Vers la fin de l’après-midi, juste avant la fermeture du Zoo, Adam alla s’asseoir dans la Cafétéria; il choisit une table à l’ombre et commanda une bouteille de coca-cola. À sa gauche, il y avait un olivier, sur lequel on avait trouvé bon d’aménager une sorte de plate-forme en bois et une chaîne; sur la plate-forme, et au bout de la chaîne, il y avait un ouistiti noir et blanc, vivace, visiblement placé là pour amuser les enfants et pour économiser la nourriture des animaux; l’amusement des enfants n’était complet qu’après avoir acheté à une vieille femme édentée, préposée à cet office, quelques bananes ou quelques sacs de pralines, qu’ils offraient ensuite au singe.
Adam se cala dans son fauteuil, alluma une cigarette, but une gorgée à même la bouteille, et attendit. Il attendit sans trop savoir quoi, vaguement installé entre deux couches d’air chaud, et il regarda le singe.
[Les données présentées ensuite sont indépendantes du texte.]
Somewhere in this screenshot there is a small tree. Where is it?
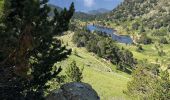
[66,61,83,82]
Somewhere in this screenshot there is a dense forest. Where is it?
[0,0,170,100]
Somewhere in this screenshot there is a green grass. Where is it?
[119,44,170,69]
[55,33,131,100]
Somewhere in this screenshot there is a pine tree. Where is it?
[66,61,83,82]
[0,0,75,100]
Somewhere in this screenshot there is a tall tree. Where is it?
[0,0,75,100]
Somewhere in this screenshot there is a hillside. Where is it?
[88,8,110,15]
[58,32,131,100]
[97,0,170,42]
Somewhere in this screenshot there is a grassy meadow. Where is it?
[55,32,131,100]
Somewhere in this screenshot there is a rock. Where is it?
[46,82,100,100]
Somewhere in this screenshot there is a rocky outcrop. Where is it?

Un homme et une femme passèrent lentement le long de la table d’Adam, traînant les pieds, les yeux fixés sur la petite silhouette velue de l’animaclass="underline"
«C’est joli», dit l’homme, «les ouistitis.»
«Oui mais c’est mauvais, dit la femme; je me souviens que ma grand-mère en avait un autrefois; elle lui donnait toujours les meilleures choses à manger. Eh bien, tu crois qu’il la remerciait? Pas du tout, il lui mordait l’oreille jusqu’au sang, la sale bête.»
«C’était peut-être une marque d’amitié» dit l’homme.